A secure remote health monitoring model for early disease diagnosis in cloud-based IoT environment

Affiliations

A secure remote health monitoring model for early disease diagnosis in cloud-based IoT environment

Samira Akhbarifar et al. Pers Ubiquitous Comput. 2023.

Abstract

Internet of Things (IoT) and smart medical devices have improved the healthcare systems by enabling remote monitoring and screening of the patients' health conditions anywhere and anytime. Due to an unexpected and huge increasing in number of patients during coronavirus (novel COVID-19) pandemic, it is considerably indispensable to monitor patients' health condition continuously before any serious disorder or infection occur.

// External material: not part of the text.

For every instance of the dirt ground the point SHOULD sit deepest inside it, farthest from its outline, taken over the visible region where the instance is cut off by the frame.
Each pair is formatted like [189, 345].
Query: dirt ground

According to transferring the huge volume of produced sensitive health data of patients who do not want their private medical information to be revealed, dealing with security issues of IoT data as a major concern and a challenging problem has remained yet. Encountering this challenge, in this paper, a remote health monitoring model that applies a lightweight block encryption method for provisioning security for health and medical data in cloud-based IoT environment is presented. In this model, the patients' health statuses are determined via predicting critical situations through data mining methods for analyzing their biological data sensed by smart medical IoT devices in which a lightweight secure block encryption technique is used to ensure the patients' sensitive data become protected. Lightweight block encryption methods have a crucial effective influence on this sort of systems due to the restricted resources in IoT platforms. Experimental outcomes show that K-star classification method achieves the best results among RF, MLP, SVM, and J48 classifiers, with accuracy of 95%, precision of 94.5%, recall of 93.5%, and f-score of 93.99%. Therefore, regarding the attained outcomes, the suggested model is successful in achieving an effective remote health monitoring model assisted by secure IoT data in cloud-based IoT platforms.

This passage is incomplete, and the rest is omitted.